2月27日 読売新聞「編集手帳」
陰暦では新年を迎える前に、
立春を迎えることがあった。
このズレをおもしろがった平安時代の歌人・在原元方の歌が古今集に残る。
<年の内に春は来にけり一年(ひととせ)をこぞとや言はん今年とや言はん>(年内に春が訪れた。

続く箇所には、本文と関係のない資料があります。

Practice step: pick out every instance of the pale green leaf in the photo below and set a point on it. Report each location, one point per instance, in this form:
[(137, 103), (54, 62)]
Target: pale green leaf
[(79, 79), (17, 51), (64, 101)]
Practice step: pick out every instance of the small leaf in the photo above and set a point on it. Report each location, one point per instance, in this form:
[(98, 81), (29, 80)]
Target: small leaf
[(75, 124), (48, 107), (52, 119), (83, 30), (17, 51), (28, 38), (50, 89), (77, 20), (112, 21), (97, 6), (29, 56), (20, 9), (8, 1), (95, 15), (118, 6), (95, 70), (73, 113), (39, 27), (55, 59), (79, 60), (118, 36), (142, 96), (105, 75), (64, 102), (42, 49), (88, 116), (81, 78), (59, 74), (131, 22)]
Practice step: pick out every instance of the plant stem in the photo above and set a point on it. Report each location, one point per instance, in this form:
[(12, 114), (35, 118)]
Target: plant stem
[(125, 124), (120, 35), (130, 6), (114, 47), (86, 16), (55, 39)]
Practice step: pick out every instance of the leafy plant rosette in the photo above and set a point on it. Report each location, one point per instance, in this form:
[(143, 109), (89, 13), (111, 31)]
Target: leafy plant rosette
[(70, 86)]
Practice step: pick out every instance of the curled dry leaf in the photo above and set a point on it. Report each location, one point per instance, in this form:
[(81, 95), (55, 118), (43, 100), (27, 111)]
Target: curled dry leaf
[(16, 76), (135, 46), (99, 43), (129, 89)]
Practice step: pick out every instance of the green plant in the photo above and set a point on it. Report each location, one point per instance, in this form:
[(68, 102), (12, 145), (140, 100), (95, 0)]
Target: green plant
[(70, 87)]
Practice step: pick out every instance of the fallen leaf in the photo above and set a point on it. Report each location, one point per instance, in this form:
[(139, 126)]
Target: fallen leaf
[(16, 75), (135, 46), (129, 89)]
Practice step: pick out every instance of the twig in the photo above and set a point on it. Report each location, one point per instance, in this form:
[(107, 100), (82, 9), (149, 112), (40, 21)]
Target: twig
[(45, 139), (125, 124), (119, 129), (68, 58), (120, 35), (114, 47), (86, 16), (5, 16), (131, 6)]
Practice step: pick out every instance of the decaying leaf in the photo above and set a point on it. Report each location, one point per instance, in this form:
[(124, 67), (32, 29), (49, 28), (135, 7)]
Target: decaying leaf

この1年を去年と呼んだらいいのか今年と呼んだらいいのか)。
現代で言えば、
この戸惑いは年度替わりに通じるものがある。
3月に年度が終わり、
4月に新しいそれがはじまる。
例年であれば、
今時分は次の1年の始まりに目線を移している頃合いだろう。
だがどこを見ていいか定まらず、
落ち着かない年度末を迎えようとしている。
新型肺炎の感染拡大への懸念からコンサート、
スポーツ大会、
絵画展…きのうは続々とイベントの中止が発表された。
プロ野球ファンは日程通りに球春を迎えられるか、
気になるところだろう。
東京都立高では春休みを前倒しする。
学期末及び新学期の境目はどこか、
卒業式や入学式はどうなるのか、
カレンダーを眺めても見えないことばかりである。
視界不良の春が近づく。
<春の嶺々みるみる霞立ちにけり>松村蒼石。
ふだんの年なら、
美しい春霞(はるがすみ)なのだが。